There are third-party hacks out there that do a decent job of providing feedback… typically they take the form of an AJAX component that sends the file in the background, with a server-side component that monitors the progress of file upload tied to a web service that the AJAX uploader component calls repeatedly to obtain a percent uploaded.

Although this helps solve the usability issue, it also opens the server up to denial of service attacks, as it requires very large maximum file upload and very long timeout settings for the server.

Alas, there isn’t a web application silver bullet. The best way to maintain usability and security in a pure web application would be to split the file into chunks the web server can handle (as suggested by transcriber) and reassemble them server-side. Unfortunately (for entirely different security reasons), browsers don’t typically allow client-side scripts to perform the necessary file I/O for splitting the file.

This can be gotten around with an active X control or a plugin, but that route brings up user-pain issues (another thing to install, etc.).

Still… having to install an active x control (or silverlight, or whatever) may be the past of least pain, especially given the feedback benefit.

I just had a discussion with some colleagues about this. They just got an upload progress bar setup for their folder sharing site [1]. They said it involved “a deal with the devil” and “a world of darkness and terror” from a code perspective (.NET shop), but that once it was setup it works really well. Just my (well, their) two cents.

-Erik

[1] - http://folders.freshlogicstudios.com/

I’m currently using FileUp from SoftArtisan in a project where we have 3GB+ uploads downloads. To get all of the functionality you need to purchase the Enterprise version.

http://fileup.softartisans.com/

And now I need to post a retraction. It turns out that IIS 7 / Windows Server 2008 will make FTP authentication integration with a web application much more trivial:

http://weblogs.asp.net/scottgu/archive/2007/09/27/iis-7-0-hits-rc0-lots-of-cool-new-iis7-extensions-also-now-available.aspx

Of course, there’s still the whole separate client issue, but it’s a big jump in the right direction.

It’s true. I use my own written software:
.NET clickonce or a Java applet or an ActiveX to upload. Real responses but you have to install software…

The most general uploading tool that I know of is Firefox Universal Uploader:

https://addons.mozilla.org/en-US/firefox/addon/4724

I have no idea how well it works,

The UI is painfully, painfully slow. It runs like molasses. If you don’t mind being tied to a specific upload type (e.g. photo sites), there are some good site-specific upload managers like Fotofox, which will not only manage uploads but also handles tagging, folders on the remote site, and so on, all on the local machine rather than having to do it via POSTs to the remote site.

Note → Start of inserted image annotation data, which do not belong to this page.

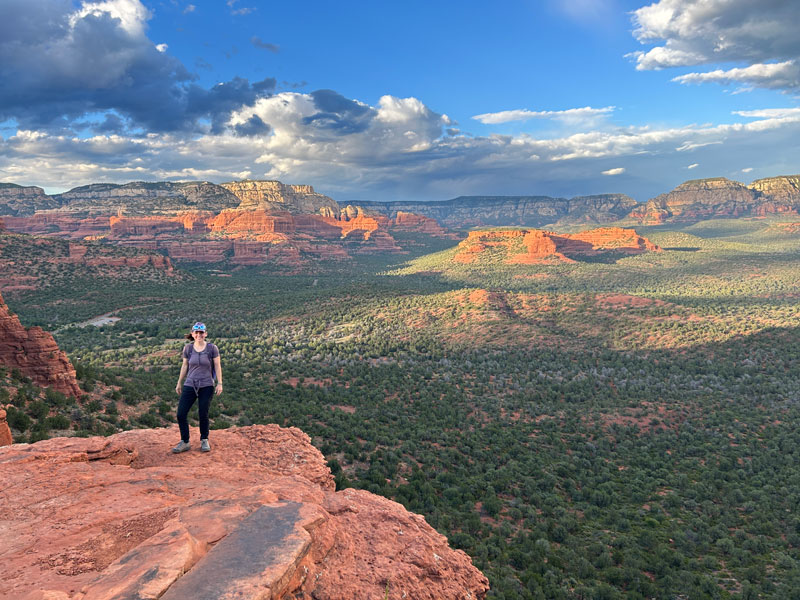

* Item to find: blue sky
[0,0,800,202]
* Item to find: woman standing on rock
[172,322,222,454]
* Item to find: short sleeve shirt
[183,342,219,388]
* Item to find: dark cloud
[250,35,281,54]
[233,115,272,137]
[93,113,127,133]
[0,0,275,132]
[303,90,376,134]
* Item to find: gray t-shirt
[183,342,219,388]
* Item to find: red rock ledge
[0,425,488,600]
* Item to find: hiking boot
[172,440,192,454]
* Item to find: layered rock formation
[221,179,339,216]
[0,425,488,600]
[630,175,800,224]
[0,183,59,216]
[361,194,636,227]
[0,295,81,397]
[53,181,239,216]
[453,227,661,264]
[393,210,452,237]
[0,408,14,446]
[0,233,177,291]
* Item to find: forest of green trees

I agree absolutely with your article. I do not understand why Firefox developers do not take the chance to enhance their product offering a decent file upload interface. I think browsers should offer a wider palette of tools, making upload forms in .js or flash looks like running around an obstacle in fancy ways instead of finding a simple solution. Enhancing the browser’s user interface for file upload would give instant benefit to all traditional websites as well!